Deux lignes de ce tableau méritent votre attention. PUT remplace l'objet entier : tout attribut absent de la charge utile est effacé côté application, ce qui écrase parfois des données que l'IdP ne connaît pas. PATCH ne touche que les chemins listés, c'est donc l'opération à privilégier pour un changement ciblé comme une désactivation. Quant à DELETE, il est marqué « rare » à dessein : la plupart des intégrations ne l'utilisent jamais.

OpérationMéthode HTTPEndpointUsage
CréerPOST/UsersNouvel employé
LireGET/Users/{id}Vérifier un compte
ListerGET/Users?filter=...Rechercher des utilisateurs
ModifierPUT/Users/{id}Remplacement complet
Modifier partiellementPATCH/Users/{id}Modification ciblée
SupprimerDELETE/Users/{id}Suppression (rare)

Les trois échanges ci-dessous suffisent à couvrir 90 % d'une intégration réelle. Un détail les relie : le type de contenu application/scim+json, exigé par la RFC 7644. Beaucoup d'applications renvoient une erreur 415 Unsupported Media Type si vous envoyez un simple application/json, et c'est la première chose à vérifier quand un provisioning échoue sans message clair.

Créer un utilisateur :

Fenêtre de terminal
POST /scim/v2/Users
Content-Type: application/scim+json
Authorization: Bearer <token>
{
"schemas": ["urn:ietf:params:scim:schemas:core:2.0:User"],
"userName": "alice.martin@example.com",
"name": {
"givenName": "Alice",
"familyName": "Martin"
},
"emails": [{"value": "alice.martin@example.com", "primary": true}],
"active": true
}

Désactiver un utilisateur (PATCH) :

Fenêtre de terminal
PATCH /scim/v2/Users/2819c223-7f76-453a-919d-413861904646
Content-Type: application/scim+json
{
"schemas": ["urn:ietf:params:scim:api:messages:2.0:PatchOp"],
"Operations": [
{
"op": "replace",
"path": "active",
"value": false
}
]
}

Rechercher des utilisateurs :

Fenêtre de terminal
GET /scim/v2/Users?filter=userName eq "alice.martin@example.com"

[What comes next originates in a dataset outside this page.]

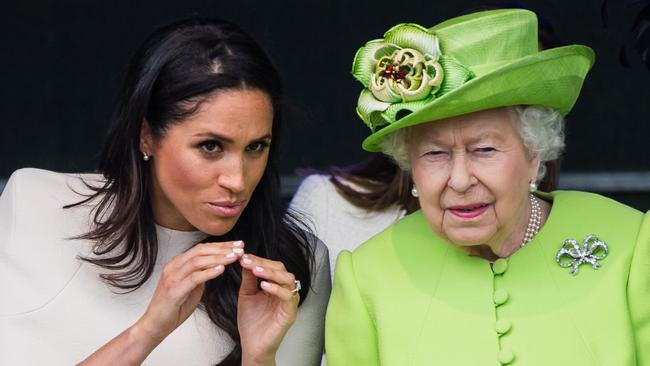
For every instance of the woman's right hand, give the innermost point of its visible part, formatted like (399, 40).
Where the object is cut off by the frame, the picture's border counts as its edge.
(181, 285)
(177, 294)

Les trois moments qui suivent portent un nom dans le vocabulaire IAM : Joiner, Mover, Leaver. C'est le même flux de données à chaque fois, seule l'opération SCIM change. Le point de départ est toujours le système RH, jamais l'IdP : si un compte est créé directement dans l'annuaire, il sortira du cycle et deviendra un compte orphelin.

L'étape 4 est celle qu'on oublie de vérifier. Tant que l'IdP n'a pas mémorisé le id retourné par l'application, il ne pourra ni modifier ni désactiver ce compte plus tard. Un onboarding qui « fonctionne » mais dont la réponse n'a pas été enregistrée produit un compte que personne ne pourra fermer au départ du collaborateur.

  1. Création dans l'IdP

    Le RH crée l'utilisateur dans le système source (AD, Workday, HR system).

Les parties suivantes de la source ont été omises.